Gracchus was deeply grieved that one of his party should have been so rash. It gave to his enemies the very opportunity which they wished.

The Senate, indeed, showed great horror at such a deed of violence, and ordered the body of the dead man to be held up to the people. ‘This is how Gracchus and his friends treat the poor,’ was what the Senate wished the people to think. It then denounced Gaius and his party as enemies of the republic.

After this both the parties left the Capitol, Gracchus and his friends taking up their position on the Aventine hill early the following morning.

Before he left home Gaius refused to wear armour, but put on his gown as though he were simply going to an Assembly of the people. He did, however, wear a short dagger beneath his tunic.

As he reached the threshold his wife rushed after him and caught him with one hand, while with the other she clasped one of her children.

‘You go now,’ she said to her husband, ‘to expose your body to the murderers of Tiberius, unarmed, indeed, and rightly so, choosing rather to suffer the worst of injuries than do the least yourself.’
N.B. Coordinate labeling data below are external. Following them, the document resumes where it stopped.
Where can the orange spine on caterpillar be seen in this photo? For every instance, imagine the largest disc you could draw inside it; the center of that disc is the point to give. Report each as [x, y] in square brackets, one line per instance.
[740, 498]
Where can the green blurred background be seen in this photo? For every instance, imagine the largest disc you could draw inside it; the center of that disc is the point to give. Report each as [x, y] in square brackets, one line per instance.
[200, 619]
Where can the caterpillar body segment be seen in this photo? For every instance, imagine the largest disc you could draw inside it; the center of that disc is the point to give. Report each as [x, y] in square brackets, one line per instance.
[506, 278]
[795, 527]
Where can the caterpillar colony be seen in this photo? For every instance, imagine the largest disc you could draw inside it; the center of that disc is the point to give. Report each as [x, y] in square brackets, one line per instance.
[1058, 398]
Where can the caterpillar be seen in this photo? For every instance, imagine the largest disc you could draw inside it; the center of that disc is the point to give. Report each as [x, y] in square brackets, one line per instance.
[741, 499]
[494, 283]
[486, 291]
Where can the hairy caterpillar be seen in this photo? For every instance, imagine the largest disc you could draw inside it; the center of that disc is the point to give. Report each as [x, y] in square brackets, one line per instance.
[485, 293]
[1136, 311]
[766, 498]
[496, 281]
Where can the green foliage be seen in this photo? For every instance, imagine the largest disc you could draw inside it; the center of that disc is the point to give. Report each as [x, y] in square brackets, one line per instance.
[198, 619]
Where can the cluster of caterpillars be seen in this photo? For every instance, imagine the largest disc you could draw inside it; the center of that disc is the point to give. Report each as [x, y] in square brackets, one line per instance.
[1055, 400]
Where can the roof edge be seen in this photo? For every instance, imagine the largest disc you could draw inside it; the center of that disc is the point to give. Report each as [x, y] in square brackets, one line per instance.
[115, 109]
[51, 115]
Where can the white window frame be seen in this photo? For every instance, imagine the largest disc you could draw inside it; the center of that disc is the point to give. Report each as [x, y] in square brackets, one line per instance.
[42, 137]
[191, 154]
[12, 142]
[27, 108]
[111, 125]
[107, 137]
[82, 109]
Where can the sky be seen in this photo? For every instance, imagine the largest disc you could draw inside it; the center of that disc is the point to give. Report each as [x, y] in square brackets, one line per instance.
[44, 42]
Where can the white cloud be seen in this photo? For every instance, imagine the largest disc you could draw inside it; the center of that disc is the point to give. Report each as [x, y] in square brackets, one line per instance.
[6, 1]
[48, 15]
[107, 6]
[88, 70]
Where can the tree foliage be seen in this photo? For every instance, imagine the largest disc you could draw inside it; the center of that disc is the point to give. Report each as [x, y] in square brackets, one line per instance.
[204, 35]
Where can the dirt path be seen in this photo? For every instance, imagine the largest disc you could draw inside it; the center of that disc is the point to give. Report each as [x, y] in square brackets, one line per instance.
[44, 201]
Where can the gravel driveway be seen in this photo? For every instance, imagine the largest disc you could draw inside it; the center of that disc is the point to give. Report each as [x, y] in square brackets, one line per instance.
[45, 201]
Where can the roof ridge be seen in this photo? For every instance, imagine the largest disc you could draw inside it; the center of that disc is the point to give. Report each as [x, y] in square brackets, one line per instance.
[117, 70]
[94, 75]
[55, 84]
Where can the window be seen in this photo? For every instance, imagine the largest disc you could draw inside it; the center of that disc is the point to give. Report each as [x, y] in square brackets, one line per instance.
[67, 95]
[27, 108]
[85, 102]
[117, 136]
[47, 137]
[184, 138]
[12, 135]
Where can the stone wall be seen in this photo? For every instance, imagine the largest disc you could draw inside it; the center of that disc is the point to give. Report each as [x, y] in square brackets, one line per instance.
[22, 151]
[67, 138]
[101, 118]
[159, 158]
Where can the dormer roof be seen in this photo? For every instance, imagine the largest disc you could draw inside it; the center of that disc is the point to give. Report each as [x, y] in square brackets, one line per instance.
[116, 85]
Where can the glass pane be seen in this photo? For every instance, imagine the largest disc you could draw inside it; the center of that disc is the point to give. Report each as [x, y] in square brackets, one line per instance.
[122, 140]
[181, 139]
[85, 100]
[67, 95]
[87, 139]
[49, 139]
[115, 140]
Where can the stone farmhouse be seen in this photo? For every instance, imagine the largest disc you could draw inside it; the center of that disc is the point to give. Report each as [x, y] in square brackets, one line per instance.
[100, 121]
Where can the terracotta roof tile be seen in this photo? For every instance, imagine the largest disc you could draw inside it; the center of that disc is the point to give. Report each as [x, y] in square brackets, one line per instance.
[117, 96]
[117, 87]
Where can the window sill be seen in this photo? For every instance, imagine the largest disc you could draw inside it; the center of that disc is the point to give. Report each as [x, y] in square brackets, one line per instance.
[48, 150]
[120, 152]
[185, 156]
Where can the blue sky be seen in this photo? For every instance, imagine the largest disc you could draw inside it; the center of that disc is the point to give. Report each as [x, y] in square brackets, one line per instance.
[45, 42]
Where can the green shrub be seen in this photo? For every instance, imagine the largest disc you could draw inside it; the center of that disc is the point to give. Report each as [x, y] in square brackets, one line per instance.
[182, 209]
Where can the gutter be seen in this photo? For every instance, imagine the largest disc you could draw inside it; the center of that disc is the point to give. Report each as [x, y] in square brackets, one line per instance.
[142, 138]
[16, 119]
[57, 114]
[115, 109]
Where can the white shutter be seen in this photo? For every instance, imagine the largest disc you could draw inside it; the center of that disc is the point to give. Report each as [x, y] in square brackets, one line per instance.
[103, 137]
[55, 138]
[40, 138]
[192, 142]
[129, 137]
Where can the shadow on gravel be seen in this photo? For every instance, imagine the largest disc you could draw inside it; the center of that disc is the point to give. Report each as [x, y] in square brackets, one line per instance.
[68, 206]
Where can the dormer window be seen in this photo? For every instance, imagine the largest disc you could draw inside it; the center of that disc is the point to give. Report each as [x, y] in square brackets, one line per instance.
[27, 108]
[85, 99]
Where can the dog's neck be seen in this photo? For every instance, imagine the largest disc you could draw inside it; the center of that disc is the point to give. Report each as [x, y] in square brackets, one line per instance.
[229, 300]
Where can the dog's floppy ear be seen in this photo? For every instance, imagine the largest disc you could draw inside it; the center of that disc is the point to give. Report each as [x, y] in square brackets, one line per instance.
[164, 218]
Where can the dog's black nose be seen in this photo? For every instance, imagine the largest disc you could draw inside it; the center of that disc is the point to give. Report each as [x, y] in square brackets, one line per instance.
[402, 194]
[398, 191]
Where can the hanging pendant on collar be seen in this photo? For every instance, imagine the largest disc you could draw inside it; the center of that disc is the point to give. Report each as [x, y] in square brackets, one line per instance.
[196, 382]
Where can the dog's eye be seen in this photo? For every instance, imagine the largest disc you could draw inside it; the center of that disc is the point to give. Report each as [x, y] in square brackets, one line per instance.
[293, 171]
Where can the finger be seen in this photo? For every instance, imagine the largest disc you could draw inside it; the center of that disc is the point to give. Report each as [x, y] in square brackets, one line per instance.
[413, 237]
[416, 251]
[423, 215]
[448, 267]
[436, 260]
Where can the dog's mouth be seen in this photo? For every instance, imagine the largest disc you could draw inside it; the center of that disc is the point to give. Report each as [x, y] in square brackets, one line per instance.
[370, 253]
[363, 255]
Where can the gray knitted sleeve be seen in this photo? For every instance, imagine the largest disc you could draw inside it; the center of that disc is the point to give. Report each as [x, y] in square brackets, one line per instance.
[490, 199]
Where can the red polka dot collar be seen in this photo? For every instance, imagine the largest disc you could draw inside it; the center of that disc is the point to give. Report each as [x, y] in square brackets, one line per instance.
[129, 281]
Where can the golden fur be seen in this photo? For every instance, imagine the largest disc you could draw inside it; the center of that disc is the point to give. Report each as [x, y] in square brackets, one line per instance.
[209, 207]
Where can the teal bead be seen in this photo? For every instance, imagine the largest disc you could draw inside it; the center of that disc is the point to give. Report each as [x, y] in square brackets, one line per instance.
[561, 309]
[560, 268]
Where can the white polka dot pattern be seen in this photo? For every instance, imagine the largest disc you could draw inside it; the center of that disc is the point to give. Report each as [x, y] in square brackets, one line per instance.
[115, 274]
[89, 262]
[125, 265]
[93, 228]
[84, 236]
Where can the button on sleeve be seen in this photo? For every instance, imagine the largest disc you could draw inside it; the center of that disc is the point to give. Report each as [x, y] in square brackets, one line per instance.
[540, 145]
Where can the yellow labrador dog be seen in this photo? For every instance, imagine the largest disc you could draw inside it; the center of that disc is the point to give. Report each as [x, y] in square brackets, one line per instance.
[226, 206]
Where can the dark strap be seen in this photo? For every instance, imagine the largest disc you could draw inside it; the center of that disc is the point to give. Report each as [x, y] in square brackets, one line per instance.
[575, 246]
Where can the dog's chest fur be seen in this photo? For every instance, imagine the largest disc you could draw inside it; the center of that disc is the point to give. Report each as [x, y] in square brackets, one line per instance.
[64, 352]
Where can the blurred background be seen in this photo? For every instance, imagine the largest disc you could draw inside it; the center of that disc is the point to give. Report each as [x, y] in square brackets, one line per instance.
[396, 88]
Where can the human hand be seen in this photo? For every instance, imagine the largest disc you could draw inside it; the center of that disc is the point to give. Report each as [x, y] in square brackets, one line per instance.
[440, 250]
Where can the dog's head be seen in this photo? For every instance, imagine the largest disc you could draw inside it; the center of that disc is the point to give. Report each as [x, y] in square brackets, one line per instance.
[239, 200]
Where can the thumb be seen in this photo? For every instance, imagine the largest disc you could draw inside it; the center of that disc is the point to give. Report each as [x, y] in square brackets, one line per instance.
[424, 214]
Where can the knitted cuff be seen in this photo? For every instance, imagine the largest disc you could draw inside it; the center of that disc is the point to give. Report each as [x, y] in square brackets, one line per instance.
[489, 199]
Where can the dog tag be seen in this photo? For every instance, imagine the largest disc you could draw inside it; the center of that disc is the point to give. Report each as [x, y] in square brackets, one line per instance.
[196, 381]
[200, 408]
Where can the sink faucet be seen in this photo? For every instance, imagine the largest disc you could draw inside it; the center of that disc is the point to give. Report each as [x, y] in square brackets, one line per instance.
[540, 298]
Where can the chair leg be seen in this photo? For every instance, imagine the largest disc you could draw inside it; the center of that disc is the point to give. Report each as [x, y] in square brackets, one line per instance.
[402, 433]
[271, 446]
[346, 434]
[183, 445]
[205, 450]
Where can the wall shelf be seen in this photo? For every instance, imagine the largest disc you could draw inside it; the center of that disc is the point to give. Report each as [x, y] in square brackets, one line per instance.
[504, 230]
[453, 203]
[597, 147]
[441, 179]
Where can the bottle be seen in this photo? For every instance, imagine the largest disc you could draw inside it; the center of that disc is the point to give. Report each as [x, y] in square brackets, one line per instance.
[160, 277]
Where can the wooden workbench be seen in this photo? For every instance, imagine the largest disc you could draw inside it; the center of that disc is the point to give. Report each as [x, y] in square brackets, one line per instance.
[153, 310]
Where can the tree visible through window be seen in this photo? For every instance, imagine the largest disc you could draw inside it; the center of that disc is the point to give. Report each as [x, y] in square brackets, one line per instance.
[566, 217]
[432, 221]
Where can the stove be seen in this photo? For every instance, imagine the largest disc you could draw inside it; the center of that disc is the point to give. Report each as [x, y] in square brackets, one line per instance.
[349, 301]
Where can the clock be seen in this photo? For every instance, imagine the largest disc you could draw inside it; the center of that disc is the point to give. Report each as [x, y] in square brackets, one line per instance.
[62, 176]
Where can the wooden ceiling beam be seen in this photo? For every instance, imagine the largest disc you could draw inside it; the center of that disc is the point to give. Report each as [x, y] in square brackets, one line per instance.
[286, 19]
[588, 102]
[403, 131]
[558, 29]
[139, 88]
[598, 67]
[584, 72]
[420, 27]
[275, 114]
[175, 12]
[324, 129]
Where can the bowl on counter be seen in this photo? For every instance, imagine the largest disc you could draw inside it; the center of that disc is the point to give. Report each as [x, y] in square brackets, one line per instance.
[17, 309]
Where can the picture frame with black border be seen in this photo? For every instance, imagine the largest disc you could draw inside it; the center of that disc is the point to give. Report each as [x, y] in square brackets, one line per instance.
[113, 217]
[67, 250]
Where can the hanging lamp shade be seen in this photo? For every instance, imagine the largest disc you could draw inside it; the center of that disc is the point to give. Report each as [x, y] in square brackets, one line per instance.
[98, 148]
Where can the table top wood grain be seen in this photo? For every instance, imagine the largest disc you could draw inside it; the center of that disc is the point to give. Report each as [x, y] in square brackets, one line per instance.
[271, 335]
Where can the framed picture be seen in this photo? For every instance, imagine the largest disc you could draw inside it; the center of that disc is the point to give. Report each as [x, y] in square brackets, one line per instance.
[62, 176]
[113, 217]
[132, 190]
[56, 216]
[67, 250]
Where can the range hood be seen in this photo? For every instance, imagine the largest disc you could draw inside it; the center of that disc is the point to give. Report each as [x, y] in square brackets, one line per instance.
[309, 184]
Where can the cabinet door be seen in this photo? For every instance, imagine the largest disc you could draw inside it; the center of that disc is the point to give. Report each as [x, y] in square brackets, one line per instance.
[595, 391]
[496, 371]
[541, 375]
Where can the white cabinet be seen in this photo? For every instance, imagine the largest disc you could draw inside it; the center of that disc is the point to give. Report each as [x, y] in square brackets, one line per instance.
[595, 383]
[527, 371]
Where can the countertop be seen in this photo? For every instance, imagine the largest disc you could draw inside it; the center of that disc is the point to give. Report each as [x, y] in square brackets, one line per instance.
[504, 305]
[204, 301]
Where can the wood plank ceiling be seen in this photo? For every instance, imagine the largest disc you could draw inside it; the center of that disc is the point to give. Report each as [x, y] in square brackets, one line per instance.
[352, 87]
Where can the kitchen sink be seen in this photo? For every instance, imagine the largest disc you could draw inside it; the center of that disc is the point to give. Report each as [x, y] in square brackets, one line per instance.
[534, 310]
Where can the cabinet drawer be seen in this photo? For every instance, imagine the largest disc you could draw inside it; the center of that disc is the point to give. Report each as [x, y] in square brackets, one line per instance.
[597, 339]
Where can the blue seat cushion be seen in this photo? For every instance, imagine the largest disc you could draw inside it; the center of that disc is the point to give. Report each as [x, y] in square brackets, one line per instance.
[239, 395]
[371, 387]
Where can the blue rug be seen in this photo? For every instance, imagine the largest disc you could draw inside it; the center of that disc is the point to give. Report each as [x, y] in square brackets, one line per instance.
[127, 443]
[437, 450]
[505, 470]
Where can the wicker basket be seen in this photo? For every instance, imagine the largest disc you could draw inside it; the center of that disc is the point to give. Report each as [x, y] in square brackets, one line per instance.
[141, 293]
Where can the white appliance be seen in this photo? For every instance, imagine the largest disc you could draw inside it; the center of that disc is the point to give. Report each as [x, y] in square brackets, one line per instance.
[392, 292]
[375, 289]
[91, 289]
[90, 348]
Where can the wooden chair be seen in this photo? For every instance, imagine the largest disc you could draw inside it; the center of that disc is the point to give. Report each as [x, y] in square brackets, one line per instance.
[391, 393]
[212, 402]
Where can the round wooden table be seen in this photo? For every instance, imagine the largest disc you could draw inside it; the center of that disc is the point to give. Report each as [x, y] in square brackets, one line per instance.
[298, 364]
But Gaius would listen to no more. Gently he withdrew himself from her hold, and stricken with grief, his wife fell to the ground.

When Opimius, the Consul, heard of the gathering on the Aventine, he declared that it was an act of war to seize a position within the city and hold it against the Senate. He ordered it to be proclaimed that he would give its weight in gold to any one who brought him the head of Gaius Gracchus. Then, with a troop of soldiers and archers, Opimius prepared to march against those whom he had declared rebels.

The leader of the mob, for indeed it was little else, was Fulvius, who had been both tribune and Consul.

He now sent his young son, of eighteen years of age, to propose to the Senate that peace should be arranged without having recourse to arms.